Amazingly, Justice Holmes’s original draft of the opinion contained worse language. He later wrote to Harold Laski that he was “amused” that his fellow justices suggested rhetorical changes when he “purposely used short and rather brutal words… that made them mad.” Nevertheless, despite his desire to use crueler language, Justice Holmes was satisfied with himself, once telling a friend, “One decision that I wrote gave me pleasure, establishing the constitutionality of a law permitting the sterilization of imbeciles.”

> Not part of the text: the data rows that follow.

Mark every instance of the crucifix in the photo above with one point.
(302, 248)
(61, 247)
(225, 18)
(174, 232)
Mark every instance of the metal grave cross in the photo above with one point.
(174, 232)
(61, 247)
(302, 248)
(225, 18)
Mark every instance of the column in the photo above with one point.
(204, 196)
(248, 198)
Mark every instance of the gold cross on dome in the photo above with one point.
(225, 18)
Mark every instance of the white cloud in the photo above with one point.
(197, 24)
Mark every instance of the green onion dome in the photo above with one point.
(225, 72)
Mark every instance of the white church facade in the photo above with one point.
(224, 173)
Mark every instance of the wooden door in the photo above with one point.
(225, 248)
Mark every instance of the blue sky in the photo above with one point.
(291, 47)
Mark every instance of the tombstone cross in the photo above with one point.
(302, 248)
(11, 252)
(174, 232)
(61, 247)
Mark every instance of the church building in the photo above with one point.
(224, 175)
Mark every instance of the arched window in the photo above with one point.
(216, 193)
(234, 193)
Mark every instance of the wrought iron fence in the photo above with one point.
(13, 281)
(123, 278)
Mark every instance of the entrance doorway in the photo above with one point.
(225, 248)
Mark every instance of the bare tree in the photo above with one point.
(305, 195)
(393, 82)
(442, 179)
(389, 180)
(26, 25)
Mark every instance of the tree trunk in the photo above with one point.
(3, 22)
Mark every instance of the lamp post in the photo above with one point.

It has continually fascinated me that Buck v. Bell seems to be rarely found on the short list of worst Supreme Court decisions. Dred Scott, Plessy v. Ferguson, and Korematsu (the case upholding the internment of Japanese-Americans during WWII) are nearly household terms used to describe the height of Supreme Court folly. But if Buck is among the rogue’s gallery of Supreme Court opinions, it certainly isn’t higher than Lochner v. New York. The term most often used to describe Supreme Court error is to “Lochnerize.”
That prioritization fits my experience of law school in the early '80s.
The explanation is that Lochner was a "conservative" decision by "conservative" judges, which actually served libertarian interests by limiting the power of the government to interfere with the economy. So, it had to be attacked root and branch on an ideological level. Buck was written by a favorite of the progressives - and actually was part of the same progressive/liberal/elitist ideology that came to dominate jurisprudence in a later generation. So, it had to be explained as a sad anomaly on the part of a great justice.
But Buck wasn't an anomaly. Anyone who read histories or contemporary accounts written at the time that eugenics and forced sterilization were considered by the academic class and other elites as entirely unremarkable. Holmes was simply following the conventional wisdom of his class.